Comment peut-on vendre des surimis « goût homard » sans un gramme de homard à l’intérieur, ni même d’arôme, comme le fait remarquer Foodwatch ? Les études fournies par les fabricants sur l’innocuité de leurs produits sont insuffisantes. L’UFC propose la création d’un fonds, alimenté par les entreprises, servant à financer des évaluations de la part des institutions publiques et indépendantes lorsque cela est nécessaire. À défaut, le principe de précaution doit s’appliquer, ce qui n’est pas le cas aujourd’hui.

Foodwatch insiste sur la confusion entretenue par les majors de l’agro-alimentaire autour de l’information à donner au consommateur, en contestant le Nutriscore et en lui proposant des alternatives « maison » plus avantageuses, où l’unité de compte est la portion. D’autre part, le cadre règlementaire qui sert de base à la Répression de fraudes (DGCCRF) est beaucoup trop lacunaire. C’est en grande partie lié à son élaboration, sur laquelle on a laissé les filières de l’agro-alimentaire s’arroger le monopole et toute la latitude pour créer des « codes » spécifiques à chaque catégorie d’aliment. Enfin, unifier et simplifier la gouvernance est une nécessité alors qu’aujourd’hui 4 ministères interviennent sur l’alimentation et sont à l’origine d’une myriade d’actions et de programmes entre lesquels je mets quiconque au défi de s’y retrouver.

Une lueur d’espoir est allumée par Solagro qui a étudié dans l’histoire comment les systèmes dominants ont été basculés par une minorité. A ce titre la présence de « Bio » et/ou « Local » dans les hypermarchés doit être prise comme une victoire, un premier pas vers un autre modèle alimentaire.

Les autres principales ONG, WWF et Générations futures, élargissent le spectre et font de l’alimentation une partie essentielle d’un tout englobant modèle agricole et transition écologique des activités humaines. Ainsi, son industrialisation a des impacts majeurs sur la concentration des terres, la banalisation des paysages et la biodiversité, alors que 30 % des oiseaux des champs et 80 % des insectes ont disparu.
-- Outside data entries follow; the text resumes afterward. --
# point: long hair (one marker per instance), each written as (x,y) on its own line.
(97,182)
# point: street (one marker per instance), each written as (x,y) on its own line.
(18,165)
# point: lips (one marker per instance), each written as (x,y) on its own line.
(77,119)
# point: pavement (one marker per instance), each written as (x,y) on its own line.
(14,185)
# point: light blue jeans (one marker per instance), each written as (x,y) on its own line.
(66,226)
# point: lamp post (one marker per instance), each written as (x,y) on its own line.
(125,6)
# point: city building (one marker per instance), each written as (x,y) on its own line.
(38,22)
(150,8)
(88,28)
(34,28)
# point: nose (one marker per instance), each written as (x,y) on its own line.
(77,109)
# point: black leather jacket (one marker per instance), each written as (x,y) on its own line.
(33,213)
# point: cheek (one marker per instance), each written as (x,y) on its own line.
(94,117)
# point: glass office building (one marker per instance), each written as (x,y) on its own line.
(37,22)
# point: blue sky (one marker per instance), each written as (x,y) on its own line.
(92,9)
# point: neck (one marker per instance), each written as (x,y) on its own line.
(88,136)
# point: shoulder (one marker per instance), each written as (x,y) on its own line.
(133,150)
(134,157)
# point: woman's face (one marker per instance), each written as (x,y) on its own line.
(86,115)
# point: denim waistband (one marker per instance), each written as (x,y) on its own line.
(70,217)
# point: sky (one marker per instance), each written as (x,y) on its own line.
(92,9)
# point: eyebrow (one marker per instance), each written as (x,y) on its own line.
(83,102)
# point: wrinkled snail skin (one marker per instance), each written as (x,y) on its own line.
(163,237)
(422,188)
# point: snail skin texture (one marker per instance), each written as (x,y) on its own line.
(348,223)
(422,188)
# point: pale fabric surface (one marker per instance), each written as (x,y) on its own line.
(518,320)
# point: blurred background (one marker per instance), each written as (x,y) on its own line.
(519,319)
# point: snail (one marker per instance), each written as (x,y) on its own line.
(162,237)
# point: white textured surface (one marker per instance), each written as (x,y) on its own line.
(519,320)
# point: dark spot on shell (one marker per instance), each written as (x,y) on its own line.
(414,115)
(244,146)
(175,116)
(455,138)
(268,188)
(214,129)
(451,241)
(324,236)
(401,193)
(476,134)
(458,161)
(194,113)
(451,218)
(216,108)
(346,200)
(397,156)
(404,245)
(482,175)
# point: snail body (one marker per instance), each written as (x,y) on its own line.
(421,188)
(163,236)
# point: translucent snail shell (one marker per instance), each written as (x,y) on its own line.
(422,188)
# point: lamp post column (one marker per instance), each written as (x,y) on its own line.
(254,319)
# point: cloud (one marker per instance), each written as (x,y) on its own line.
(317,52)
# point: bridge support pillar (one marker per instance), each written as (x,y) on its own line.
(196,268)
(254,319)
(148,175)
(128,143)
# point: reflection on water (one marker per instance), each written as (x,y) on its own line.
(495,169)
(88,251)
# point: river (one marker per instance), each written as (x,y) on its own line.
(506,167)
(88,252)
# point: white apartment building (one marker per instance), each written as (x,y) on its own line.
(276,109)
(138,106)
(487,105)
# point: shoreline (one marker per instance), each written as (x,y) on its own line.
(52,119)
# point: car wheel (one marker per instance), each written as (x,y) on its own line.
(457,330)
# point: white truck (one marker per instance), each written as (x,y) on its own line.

Ils sont rejoints par l’initiative Solagro et son scénario Afterres2050, qui prévoit de nourrir la planète en respectant nos objectifs climatiques et écologiques. Cela consiste à changer radicalement notre modèle agricole en rejetant les monocultures, en valorisant économiquement les services environnementaux et externalités positives, en articulant le Programme National Nutrition Santé avec les objectifs des accords de Paris.

Le poids de l’image des produits vendus est également à déconstruire : une pomme lisse et brillante vendue en grande surface a subi en moyenne 50 traitements et il est prouvé que si l’on acceptait quelques taches noires sur les bananes, on ferait baisser de 70 % la quantité de pesticides utilisés lors de la culture. Leurs inquiétudes se concentrent maintenant sur les accords de libre-échange, qui rendent difficile toute relocalisation des productions. Un poulet peut être considéré comme local s’il a été nourri tout sa vie avec du soja argentin (la France en importe 3,6 millions de tonnes par an). Solagro propose de s’appuyer sur le réseau des lycées agricoles et d’en faire des avant-garde de l’agriculture de demain, rappelant que 17 % des lycées sont passés au bio, contre 6 % des surfaces agricoles actuelles. Nous nous rejoignons aussi quand je propose que nos chambres d’agriculture soient changées en chambres de l’agriculture et de l’alimentation.

Rien de très différent de ce que développe le journaliste et critique Périco Légasse, dans un style plus cocardier, en soulignant que nous avons perdu 80 % de notre patrimoine agricole depuis 1980. Il propose des mesures, radicales mais finalement partagées unanimement :

– investir dans l’éducation à l’alimentation, dès l’école, pour réapprendre à manger et déchiffrer les informations commerciales

– s’émanciper du marketing et de la publicité

– protéger l’agriculture des traités de libre-échange

Pour que l’action, précieuse et fournie, de tous ces acteurs, ne soit pas vaine, nous aurons besoin surtout de volonté politique et d’un cadre institutionnel robuste et lisible.